What is proper way of indexing on a table which contain large amount of data

  • Anuj Rathi (2/8/2013)


    "If you have a WHERE clause that includes expressions connected by two or more AND operators, SQL Server will evaluate them from left to right in the order they are written. This assumes that no parenthesis have been used to change the order of execution. Because of this, you may want to consider one of the following when using AND:

    Locate the least likely true AND expression first. This way, if the AND expression is false, the clause will end immediately, saving time.

    If both parts of an AND expression are equally likely being false, put the least complex AND expression first. This way, if it is false, less work will have to be done to evaluate the expression.

    You may want to consider using Query Analyzer or Management Studio to look at the execution plans of your queries to see which is best for your situation. [2000, 2005, 2008] Updated 2-4-2009 "

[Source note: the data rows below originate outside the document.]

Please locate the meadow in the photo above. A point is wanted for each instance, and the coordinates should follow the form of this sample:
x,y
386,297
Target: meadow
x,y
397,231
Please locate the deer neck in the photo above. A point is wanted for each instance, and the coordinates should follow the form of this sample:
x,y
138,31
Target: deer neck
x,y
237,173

    That's a load of complete hogswash.

    Operators are not evaluated from left to right, if an expression if false the evaluation does not end.

    Gail Shaw
    Microsoft Certified Master: SQL Server, MVP, M.Sc (Comp Sci)
    SQL In The Wild: Discussions on DB performance with occasional diversions into recoverability

    We walk in the dark places no others will enter
    We stand on the bridge and no one may pass
  • Once again, I have a situation where my way is again blocked.

    As I said earlier in this post that I have to implement indexing on a group of tables. Before raising my question, I just want explain my situation again.

    In my table (as I earlier explained), there are 2 bit type columns.

    1. first one is for record Status. Record is active or not.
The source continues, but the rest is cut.